Another way to free captive margins is to go on offense, according to Tom Langan, a consultant with WTL Trading Inc. who specializes in commodity-price sensitive businesses.
“Why leave yourself exposed to the marketplace?” he asked. “Sell it forward. I’m talking about strategies to implement in the next month and months out.”
Selling forward involves buying resin at a fixed price and selling a product at a fixed price. To address concerns about resin prices dropping, processors can also sell a put option that gives their customers downside-price protection.
“You determine what the premium is,”’ he said.
Processors also can buy a call option to protect themselves in case resin prices collapses. The option lets them lock in the lower cost.
“Get rid of the option you have and now you have a big, fat margin,” Langan said. “Options, in short, give you time. You don’t have to hold onto them. They are tradable, particularly in the futures market.”
While call options come at a price, the premium is only too much if you hold it, Langan added. He urges plastic processors to learn more about options and use them.
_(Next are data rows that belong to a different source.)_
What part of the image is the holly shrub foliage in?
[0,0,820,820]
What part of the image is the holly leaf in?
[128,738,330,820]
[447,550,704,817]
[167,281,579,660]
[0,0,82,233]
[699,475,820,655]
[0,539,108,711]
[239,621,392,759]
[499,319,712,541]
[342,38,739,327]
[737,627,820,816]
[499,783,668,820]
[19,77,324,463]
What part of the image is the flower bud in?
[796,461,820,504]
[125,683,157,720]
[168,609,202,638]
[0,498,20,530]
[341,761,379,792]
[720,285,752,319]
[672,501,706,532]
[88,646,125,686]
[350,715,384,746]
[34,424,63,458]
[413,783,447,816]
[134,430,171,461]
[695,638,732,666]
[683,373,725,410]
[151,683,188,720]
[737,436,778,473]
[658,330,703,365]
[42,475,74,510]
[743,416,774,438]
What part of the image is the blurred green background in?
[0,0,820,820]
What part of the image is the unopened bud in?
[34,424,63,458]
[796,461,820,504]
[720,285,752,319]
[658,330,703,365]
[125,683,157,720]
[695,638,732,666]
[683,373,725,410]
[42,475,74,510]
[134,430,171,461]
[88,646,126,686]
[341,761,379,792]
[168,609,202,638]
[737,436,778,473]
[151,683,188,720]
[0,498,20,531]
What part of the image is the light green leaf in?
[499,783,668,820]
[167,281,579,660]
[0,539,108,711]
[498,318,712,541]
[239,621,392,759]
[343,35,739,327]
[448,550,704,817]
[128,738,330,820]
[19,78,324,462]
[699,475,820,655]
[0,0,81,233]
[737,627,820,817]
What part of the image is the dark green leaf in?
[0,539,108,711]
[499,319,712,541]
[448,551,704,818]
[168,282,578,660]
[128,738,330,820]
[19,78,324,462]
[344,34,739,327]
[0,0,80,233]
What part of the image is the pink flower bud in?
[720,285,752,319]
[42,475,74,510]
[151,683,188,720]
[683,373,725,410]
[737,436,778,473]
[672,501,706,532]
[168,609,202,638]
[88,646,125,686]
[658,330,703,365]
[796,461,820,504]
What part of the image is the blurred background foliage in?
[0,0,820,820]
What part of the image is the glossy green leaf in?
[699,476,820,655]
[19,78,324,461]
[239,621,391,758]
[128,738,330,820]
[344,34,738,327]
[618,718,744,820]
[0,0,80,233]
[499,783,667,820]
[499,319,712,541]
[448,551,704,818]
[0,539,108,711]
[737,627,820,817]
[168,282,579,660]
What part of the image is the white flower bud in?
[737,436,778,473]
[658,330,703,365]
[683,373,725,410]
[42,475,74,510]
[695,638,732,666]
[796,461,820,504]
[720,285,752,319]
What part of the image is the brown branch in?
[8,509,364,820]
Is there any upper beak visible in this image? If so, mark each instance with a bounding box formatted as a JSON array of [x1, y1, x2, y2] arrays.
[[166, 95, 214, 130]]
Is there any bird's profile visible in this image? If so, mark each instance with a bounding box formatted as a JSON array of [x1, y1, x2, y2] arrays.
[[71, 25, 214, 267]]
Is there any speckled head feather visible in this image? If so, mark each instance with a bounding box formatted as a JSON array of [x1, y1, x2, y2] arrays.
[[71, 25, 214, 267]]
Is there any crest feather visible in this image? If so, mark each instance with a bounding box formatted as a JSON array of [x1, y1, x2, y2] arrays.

“You will love them and you won’t look back,” he said.
Langan argues that plastics processors will have no competition for this strategy.
“Anyone out there offering fixed-price deals forward, options insurance against the price? It’s great to have the playing field all to yourself for once,” he said.
To establish a program, executives need to write a margin management policy to formalize objectives and rules and then put an experienced risk manager in charge of it.
“Happy margins,” Langan said. “They will no longer be captive. You go get them.”